Generate PDF from HTML in NodeJS
I don’t do much JavaScript to be honest, if all I’m doing is web development I usually go with Python on the backend and Elm on the client side, but this time I needed to generate a PDF in NodeJS without any transpiler involved, so JavaScript it was. I found out about the library Puppeteer which is a high-level API to control a headless chrome, in essence you can control a web browser via code, in this post we use Nunjucks to render a web page in HTML and puppeteer to save that page to PDF.
First let’s add the needed packages to our dependencies:
$ npm install puppeteer --save
That will download a recent version of Chromium that is guaranteed to work with the library, so expect around 170MB ~ 280MB of disk space to be used, you can also point puppeteer to an existing chrome installation using environment variables. The first step is to generate our desired page in HTML, for that I used nunjucks, a template engine very similar to python’s ninja2, this can be installed like this:
$ npm install nunjucks --save
Let’s create the HTML page, for that we need a template, be sure to read the docs to know what syntax is allowed in templates, in my experience it’s very similar to ninja2, let’s create a simple template:
Hello {{ user.name }}, how's life in {{ user['country'] }}?

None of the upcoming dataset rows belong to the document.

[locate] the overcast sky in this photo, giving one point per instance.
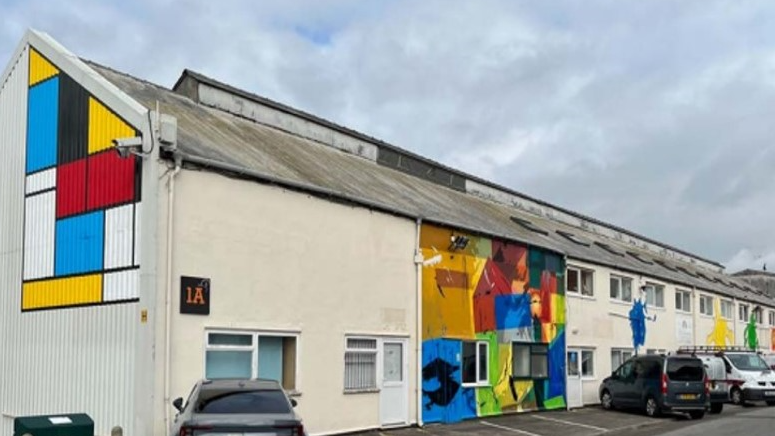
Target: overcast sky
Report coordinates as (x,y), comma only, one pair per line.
(657,116)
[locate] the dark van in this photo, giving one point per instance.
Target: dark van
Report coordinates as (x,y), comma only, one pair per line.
(658,383)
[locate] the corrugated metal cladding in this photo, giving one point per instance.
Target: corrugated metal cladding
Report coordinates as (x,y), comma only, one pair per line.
(68,251)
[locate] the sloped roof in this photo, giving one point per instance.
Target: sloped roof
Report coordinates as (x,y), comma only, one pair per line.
(219,141)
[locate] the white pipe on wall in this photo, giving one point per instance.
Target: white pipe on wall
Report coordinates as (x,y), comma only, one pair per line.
(418,260)
(168,297)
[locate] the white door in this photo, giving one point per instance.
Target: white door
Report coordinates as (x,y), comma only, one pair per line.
(574,379)
(394,404)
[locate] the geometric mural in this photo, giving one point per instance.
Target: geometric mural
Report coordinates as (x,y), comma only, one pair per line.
(82,201)
(493,311)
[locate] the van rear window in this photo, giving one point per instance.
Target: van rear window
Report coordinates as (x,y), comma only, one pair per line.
(685,370)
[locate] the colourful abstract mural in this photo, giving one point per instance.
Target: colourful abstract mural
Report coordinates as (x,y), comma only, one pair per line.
(82,200)
(493,327)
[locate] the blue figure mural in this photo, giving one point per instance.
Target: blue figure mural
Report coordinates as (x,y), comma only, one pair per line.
(638,318)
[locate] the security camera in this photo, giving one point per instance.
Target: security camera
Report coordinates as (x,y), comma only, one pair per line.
(127,146)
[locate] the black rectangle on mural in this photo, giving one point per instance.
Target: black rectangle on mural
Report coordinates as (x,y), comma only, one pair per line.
(73,123)
(194,295)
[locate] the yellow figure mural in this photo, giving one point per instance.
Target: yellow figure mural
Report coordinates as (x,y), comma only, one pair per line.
(721,335)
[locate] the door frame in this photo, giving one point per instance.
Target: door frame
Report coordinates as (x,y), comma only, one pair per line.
(404,341)
(568,379)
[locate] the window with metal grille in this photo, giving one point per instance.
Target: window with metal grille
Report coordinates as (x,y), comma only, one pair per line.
(706,305)
(475,362)
(360,364)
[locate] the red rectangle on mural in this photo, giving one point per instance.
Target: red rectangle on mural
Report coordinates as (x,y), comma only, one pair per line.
(111,180)
(71,188)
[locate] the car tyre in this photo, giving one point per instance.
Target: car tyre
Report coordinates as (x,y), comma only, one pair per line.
(651,407)
(736,396)
(606,400)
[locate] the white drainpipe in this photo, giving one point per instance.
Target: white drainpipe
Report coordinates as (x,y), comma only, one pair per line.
(418,260)
(168,297)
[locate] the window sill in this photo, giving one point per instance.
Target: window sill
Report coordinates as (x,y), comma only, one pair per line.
(580,296)
(361,391)
(477,385)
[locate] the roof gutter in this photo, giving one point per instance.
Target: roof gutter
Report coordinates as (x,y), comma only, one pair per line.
(256,175)
(345,197)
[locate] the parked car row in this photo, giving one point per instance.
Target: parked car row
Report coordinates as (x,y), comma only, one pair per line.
(692,380)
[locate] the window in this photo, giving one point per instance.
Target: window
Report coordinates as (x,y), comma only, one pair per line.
(475,362)
(587,363)
(683,301)
(619,356)
(621,288)
(726,309)
(655,295)
(757,314)
(742,312)
(251,355)
(706,305)
(360,364)
(530,360)
(580,281)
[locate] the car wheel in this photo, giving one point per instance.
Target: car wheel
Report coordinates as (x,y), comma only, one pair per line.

If we save this in templates/template.html
we can render it like this from a
NodeJS script like this:
const nunjucks = require('nunjucks');
let htmlContent = nunjucks.render(
'templates/template.html',
{ user: { name: 'John Doe', country: 'Brazil' } }
);
Notice render
takes as second parameter an object with data passed to the
template to be rendered. Now let’s use Puppeteer to turn this HTML to PDF, the
first step is to launch a browser and open a new page, set the contents of the
page to be the HTML contents we want to convert and finally save this page as
a PDF, the browser will need to be closed at the end of this operation:
const puppeteer = require('puppeteer');
const browser = await puppeteer.launch();
const page = await browser.newPage();
await page.setContent(htmlContent);
const pdfContents = await page.pdf({ format: 'A4' });
await browser.close();
At this point pdfContents
is the binary representation of the PDF and can be
saved to disk using the NodeJS file system API:
const fs = require('fs');
fs.writeFile('pdfs/example.pdf', pdfContents, (err) => {
if (err) {
// Couldn't save PDF to disk
console.log(err);
}
});
Notice that the PDF generation code is concurrent code so you need to place
that in a async
code block, if you don’t use async/await
then promises
will be returned by puppeteer and you’ll need to handle that using callbacks,
I find it cleaner and clearer to use async/await
, python3 users should be
also comfortable with this concurrent style of programming.
Lastly when running the PDF generation you can pass the path
attribute so
puppeteer saves the PDF to disk, this is handy if you don’t need to manipulate
the binary contents of the PDF:
const nunjucks = require('nunjucks');
const puppeteer = require('puppeteer');
async function writePDF(contents) {
const browser = await puppeteer.launch();
const page = await browser.newPage();
await page.setContent(contents);
await page.pdf({path: 'pdfs/example.pdf', format: 'A4'});
await browser.close();
}
(async () => {
let htmlContent = nunjucks.render(
'templates/template.html',
{ user: { name: 'John Doe', country: 'Brazil' } }
);
await writePDF(htmlContent);
console.log('Done!');
})();
Conclusion
In this post we’ve seen how to use Nunjucks to generate an HTML page using a
template with Jinja2 like syntax, then we used Puppeteer a high-level API to
control a headless chromium to turn the generated HTML into PDF. However
generation of the PDF is concurrent code so it needs to be annotated with
async/await
keywords where promises are returned.